Now I was here on earth--but without the foggiest idea about how to make friends. I didn't
feel as if I belonged in the world--or that people liked or wanted me.
The first school I attended was in Maple Heights, Ohio. I remember
frequently standing against the building in a sheltered corner of the playground during
recess periods, watching the other kids play together. I was the loner. I was the
outsider.
We moved to Cleveland and Ross became a friend. Ross was a year
older than I, bigger, confident and outgoing, and attractive to all the girls. He was a
born leader and was very intelligent. In many ways, Ross was everything I wanted to be,
and I was honored that he considered me his friend. Still, even though Ross was my friend,
I felt insecure. Yes, he was my friend, but could I depend on that? Would I always be his
most important friend?
People with poor self-images expect the worst--and the worst
always comes along. Ross was interested in magic and met another friend who shared this
interest. I was left out. "Alone again, naturally," as the song says. This
experience reinforced my feeling that I didn't belong.

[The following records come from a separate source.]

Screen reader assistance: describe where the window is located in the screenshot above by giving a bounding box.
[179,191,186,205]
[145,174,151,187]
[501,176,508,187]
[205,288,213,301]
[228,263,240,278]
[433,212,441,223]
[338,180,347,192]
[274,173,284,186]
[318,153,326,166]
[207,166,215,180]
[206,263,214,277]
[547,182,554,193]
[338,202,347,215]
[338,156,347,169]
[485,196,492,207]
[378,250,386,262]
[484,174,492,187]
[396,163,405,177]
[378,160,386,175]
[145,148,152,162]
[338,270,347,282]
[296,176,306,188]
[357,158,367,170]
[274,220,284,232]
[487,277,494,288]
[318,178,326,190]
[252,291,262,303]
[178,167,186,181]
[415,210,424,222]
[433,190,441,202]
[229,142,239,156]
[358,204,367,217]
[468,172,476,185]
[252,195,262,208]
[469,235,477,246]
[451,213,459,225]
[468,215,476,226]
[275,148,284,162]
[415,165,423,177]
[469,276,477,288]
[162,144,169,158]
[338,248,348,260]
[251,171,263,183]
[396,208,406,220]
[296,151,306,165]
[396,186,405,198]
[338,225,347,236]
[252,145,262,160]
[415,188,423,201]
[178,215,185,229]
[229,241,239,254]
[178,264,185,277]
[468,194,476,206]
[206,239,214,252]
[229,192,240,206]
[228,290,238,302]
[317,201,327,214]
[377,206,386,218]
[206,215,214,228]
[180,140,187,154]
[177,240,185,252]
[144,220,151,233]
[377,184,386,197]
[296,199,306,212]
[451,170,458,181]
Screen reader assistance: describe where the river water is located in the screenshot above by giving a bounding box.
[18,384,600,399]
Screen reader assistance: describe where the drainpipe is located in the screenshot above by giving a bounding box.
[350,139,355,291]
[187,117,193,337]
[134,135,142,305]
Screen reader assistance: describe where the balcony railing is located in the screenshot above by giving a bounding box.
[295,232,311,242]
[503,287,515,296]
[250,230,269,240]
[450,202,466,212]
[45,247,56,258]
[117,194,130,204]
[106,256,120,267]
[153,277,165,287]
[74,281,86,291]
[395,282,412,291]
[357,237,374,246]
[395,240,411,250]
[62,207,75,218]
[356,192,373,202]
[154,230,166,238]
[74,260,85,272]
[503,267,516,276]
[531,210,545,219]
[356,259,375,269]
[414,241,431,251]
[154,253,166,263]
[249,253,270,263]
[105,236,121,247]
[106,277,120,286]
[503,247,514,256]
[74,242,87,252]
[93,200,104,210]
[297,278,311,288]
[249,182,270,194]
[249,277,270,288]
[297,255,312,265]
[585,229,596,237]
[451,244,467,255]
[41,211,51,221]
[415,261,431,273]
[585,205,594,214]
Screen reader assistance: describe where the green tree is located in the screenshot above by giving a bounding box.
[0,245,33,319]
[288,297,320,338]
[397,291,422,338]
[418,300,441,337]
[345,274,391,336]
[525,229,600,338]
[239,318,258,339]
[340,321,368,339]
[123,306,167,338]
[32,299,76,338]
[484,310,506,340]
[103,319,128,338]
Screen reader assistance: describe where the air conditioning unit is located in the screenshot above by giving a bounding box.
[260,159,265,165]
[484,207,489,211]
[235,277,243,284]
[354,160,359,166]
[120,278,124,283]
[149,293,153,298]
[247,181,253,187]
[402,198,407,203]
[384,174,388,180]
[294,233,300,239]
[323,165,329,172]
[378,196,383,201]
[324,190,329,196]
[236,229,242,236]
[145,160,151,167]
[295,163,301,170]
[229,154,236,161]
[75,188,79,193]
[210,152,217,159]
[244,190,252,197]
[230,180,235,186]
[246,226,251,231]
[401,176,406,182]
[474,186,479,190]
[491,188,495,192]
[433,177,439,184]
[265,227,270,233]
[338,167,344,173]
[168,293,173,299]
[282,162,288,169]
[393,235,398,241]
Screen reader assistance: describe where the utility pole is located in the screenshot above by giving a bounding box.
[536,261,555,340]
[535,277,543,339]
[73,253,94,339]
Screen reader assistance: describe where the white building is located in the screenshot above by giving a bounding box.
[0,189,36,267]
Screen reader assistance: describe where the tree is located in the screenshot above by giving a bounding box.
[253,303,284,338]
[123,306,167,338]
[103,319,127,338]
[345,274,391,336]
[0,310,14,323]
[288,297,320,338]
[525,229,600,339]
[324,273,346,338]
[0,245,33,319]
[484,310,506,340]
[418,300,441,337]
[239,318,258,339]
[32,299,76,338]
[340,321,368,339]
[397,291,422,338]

I was no better off at romance. There was this terrifically cute girl
in Miss Listel's fifth-grade class. I mean she was a knockout for an eleven-year-old!
Unfortunately, I only loved her from afar. She was in love with Jimmy. He was another one
of those intelligent, good-looking, big boys. (You have to remember I was the shortest boy
in my class.) All Jimmy had to do was smile at girls and they fell at his feet.
Academically, I was also a failure. I was a D student. When I
finally graduated from high school, I was third in my class--third from the bottom. When I
had to take a test, I would say to myself, "You know you're going to fail this one
just as you've failed all the others. What's the use?" I was sick on the day I took
my IQ test and fell asleep during part of the exam. As a result, I was ranked as a
high-grade moron.
This book comes out of my insecurities and my struggles with
friendships. Its and is my attempt to say to you, "I want to be your
friend." I want you to know there is hope. If you are going through some tough times
if it's been rough all your life, I want you to know that I understand--I've been there.
And I still struggle with my self image. I also want you to know me. I want you to know
that the things we'll share in this book are not just cute ideas I thought would look good
in a book. I feel your hurt--because I also bleed.